J.C. Penney Faces Questions With Latest Management Change


J.C. Penney has seen a lot of upheaval of late.  Not only with a new marketing plan, but also a major renovation of its pricing system, which, according to reports by Time, has resulted in months of subpar sales and widespread confusion among customers.   

Now it looks like the internal communications department has an even bigger problem on its hands.

Within the last year, J.C. Penney has seen considerable changes in management. In November, the company brought Ron Johnson on to the team as the CEO. Soon after assuming that role, Johnson hired Michael Francis as president. Now, less than eight months later, J.C. Penney has announced that Francis will no longer be with the company. 

How should J.C. Penney’s internal communicators handle this issue?
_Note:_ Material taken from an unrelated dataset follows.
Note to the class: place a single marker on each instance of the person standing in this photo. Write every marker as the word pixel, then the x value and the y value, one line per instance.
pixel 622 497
What is the message they should convey and how should they communicate it to the public?

Andrew Goldberg, EVP of Makovsky + Company, says that the message internal communicators at J.C. Penney should convey is that, “quick leadership changes needed to be made in order to simplify and speed up the execution of a strong marketing and pricing plan.” Goldberg believes that they should also make a point to explain that as a result of this change, top management will be more cohesive and focused on successfully executing its value strategy. It is critical that this message is communicated to the sales force and employees, as well as the investors and analysts.

Brenda C. Siler, director and founder of Best Communication Strategies, has provided some pointers for the internal communicators at J.C. Penney.

Assemble a Team: This team should be assembled from the existing staff and should be in charge of managing the strategy around this company change in management issue.

Ensure Transparency: It is imperative that when working with the existing senior staff the team ensures transparency. This will maintain employee moral and confidence.

Management-to-Staff Tactics: Manage video conferences, small group dialogues, etc. Focus on a range of issues. For each tactic executed, be sure there are well developed “what if?” scenarios. This will help reassure employees that the turnaround plan and strategy is going to be effective.